Dr Robert Hogg mentioned Eric Honeywood Partridge who regarded himself as unsuitable to be a soldier, but he clung to the ideals of duty and sacrifice. He joined the Australian Imperial Force in April 1915 and served in the Australian infantry during the First World War, in Egypt, Gallipoli and on the Western Front, before being wounded in the Battle of Pozières. His interest in slang and the “underside” of language is said to date from his wartime experience. Partridge wrote over forty books on the English language, including well-known works on etymology and slang. Of particular relevance, Geoffrey Serle writes in the Australian Dictionary of Biography “He eventually himself published ‘Frank Honywood, Private’, as part of Three Personal Records of the War (London, 1929), which ranks as a minor classic of war literature. He was concerned to commemorate his mate Corporal Howard Phillips who had died at Mont St Quentin, to attempt to describe the terrible battle of Pozières, to expose himself as an example of a soldier broken but somehow carrying on under appalling stress, and to write the war out of his system. Incidentally he had much illuminating to say about the men of the A.I.F. and his autobiography of one intellectual, ‘sensitive’ infantryman stands as a much-needed modification of vulgar notions of the Australian soldier.”
Then Simon Farley referred to Padre George Green of the Second Light Horse Regiment at Gallipoli. Green kept a detailed diary of his time at Gallipoli, and in eloquent and honest prose vividly described the horrors of the campaign. In the dust and heat and flies he tended his flock, providing what pastoral care he could. One of his most important and distressing tasks was burying the dead. He wrote “I remember registering the resolve to be studiously callous about funerals otherwise it was obvious I would not last another week… I was among the burial party to go over into territory between the trenches. There I beheld a sight I never shall forget and struck a smell awful beyond anything I’ve ever experienced….I said committal over about fifteen bodies most of whom were decayed beyond recognition.”

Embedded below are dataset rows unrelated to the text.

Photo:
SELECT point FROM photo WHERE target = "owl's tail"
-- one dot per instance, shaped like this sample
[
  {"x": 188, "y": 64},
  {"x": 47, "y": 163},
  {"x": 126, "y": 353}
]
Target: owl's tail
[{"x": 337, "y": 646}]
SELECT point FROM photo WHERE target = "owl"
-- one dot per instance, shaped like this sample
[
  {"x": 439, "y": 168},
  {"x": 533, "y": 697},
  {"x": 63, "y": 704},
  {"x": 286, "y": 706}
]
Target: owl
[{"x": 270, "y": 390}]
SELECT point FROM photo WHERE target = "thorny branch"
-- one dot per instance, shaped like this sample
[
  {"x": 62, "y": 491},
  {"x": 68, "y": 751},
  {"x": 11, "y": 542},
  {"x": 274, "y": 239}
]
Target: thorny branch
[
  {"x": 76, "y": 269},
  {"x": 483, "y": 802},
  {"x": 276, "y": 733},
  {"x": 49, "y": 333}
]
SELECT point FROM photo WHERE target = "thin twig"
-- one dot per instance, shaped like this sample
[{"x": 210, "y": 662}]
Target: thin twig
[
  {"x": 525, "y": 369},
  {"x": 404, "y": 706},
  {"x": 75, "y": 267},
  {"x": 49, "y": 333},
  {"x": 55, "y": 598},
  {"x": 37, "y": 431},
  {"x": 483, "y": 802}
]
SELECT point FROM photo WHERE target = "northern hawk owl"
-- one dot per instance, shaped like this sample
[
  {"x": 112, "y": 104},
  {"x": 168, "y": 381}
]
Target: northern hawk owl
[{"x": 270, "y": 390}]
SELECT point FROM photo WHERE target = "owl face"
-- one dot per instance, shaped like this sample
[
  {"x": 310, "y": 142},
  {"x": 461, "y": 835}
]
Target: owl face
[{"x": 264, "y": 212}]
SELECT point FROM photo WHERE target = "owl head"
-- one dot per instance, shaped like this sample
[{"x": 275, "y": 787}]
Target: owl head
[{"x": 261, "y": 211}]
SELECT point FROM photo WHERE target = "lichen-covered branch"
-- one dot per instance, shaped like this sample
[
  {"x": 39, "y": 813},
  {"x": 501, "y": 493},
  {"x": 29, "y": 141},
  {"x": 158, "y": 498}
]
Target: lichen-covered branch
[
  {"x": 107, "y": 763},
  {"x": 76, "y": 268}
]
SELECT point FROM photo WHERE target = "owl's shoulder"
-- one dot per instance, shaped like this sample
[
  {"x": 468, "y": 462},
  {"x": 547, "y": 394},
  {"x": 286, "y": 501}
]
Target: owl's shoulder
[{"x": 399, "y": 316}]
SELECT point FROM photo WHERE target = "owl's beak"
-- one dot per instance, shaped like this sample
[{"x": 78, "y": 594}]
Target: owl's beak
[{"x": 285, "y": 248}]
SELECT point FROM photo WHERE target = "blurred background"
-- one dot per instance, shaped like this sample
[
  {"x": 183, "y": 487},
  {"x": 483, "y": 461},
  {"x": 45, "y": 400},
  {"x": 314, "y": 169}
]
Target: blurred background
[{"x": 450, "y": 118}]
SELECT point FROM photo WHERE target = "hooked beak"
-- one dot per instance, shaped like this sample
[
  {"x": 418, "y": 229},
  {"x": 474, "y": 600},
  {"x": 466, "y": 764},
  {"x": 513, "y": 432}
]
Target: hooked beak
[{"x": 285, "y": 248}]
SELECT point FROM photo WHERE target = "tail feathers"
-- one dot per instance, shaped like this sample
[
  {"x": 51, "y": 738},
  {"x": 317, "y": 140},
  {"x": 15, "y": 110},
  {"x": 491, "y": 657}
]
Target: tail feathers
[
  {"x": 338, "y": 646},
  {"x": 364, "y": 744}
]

He was full of admiration for the men and wrote “The valour, spirit, patience and determination of these Australian soldiers are beyond all praise”.
Finally, Dr Susan Kellett mentioned the sacrifices made by nurses during WWI and how churches made money through church memorials of stained glass windows both to individuals and as collective memorials. This was contrasted with the war memorials erected by public subscription in the community.